Is that a good gun for a beginer?


----------



## bruce333 (Sep 1, 2006)

bump.

Oops...Just found this post buried in the "how did you find this forum" thread.


----------



## Teuthis (Apr 9, 2008)

Opinions will vary, but mine is that a semi-auto pistol is not a good firearm for a beginner, unless you intend to obtain some real training from a competent instructor. Glocks have the "safe action" triggers, but I have one and I know it can be fired with a great deal less pressure than is required for a revolver. 

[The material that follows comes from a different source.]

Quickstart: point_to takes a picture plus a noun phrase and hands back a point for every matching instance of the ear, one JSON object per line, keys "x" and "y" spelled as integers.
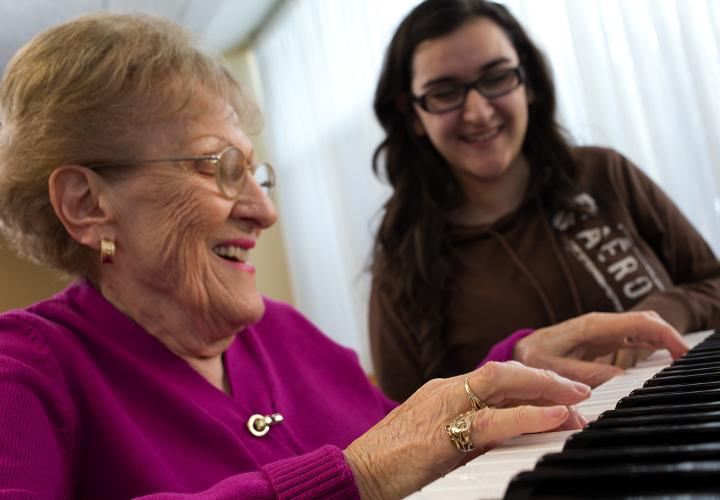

If you intend to get into shooting sports and such, and get training, the Glock could be fine. But if you are not going to get involved in training, and are seeking a self defense weapon, consider a revolver in .357/38 Special. You cannot go wrong with that. You should still get some instruction, but you can probably find an NRA guy at a range who can make you safe and give you shooting pointers. Good Luck!


----------



## Ptarmigan (Jul 4, 2008)

I think a compact Glock model 23 would be a great gun but may I suggest the model 19, which is the same size but chambered in 9mm rather than .40S&W like the 23.


----------



## Scratchshooter40 (Jun 17, 2008)

*For a starter Glock*

What Ptarmigan said. Cheaper to shoot and easier to master for a beginner. Can you rent and shoot anywhere, you will see immediately what the intent of the recommendation was. With experience, training, and practice the .40 S&W is an excellent choice, we are issued Glock 22's by the S. O. As I work with a plainclothes unit as a reserve, I can choose optional weapons. I carry a Beretta 96. I own a 92FS that I shoot a lot more due to ammo cost when I have to pay for it.


----------



## hideit (Oct 3, 2007)

yea the .40 is more stout for a beginner
go for the 9mm to get started
and yes the glock 19 is a GREAT pistol


----------



## sig09 (Nov 10, 2008)

You cant beat a glock for reliability. My only consern would be the lack of a saftey for a newbie owner. The used polymer Sigs can be had for the same price as a glock (if not a bit cheaper) but have a decocker on them and are just as good quality wise. I also agree that the 40cal is a bit much for someone who is going to need alot of pratice to get used to and comfortable with there first gun. Ammo is alot cheaper for the range and a quality protection round is very affective in 9mm. The Sigs are also very easy to assemble and disassemble for cleaning. The only advantage (imo) that the glock has is its availability of accesories for there guns which is second to none. Good luck and enjoy what ever you choose to purchase.


----------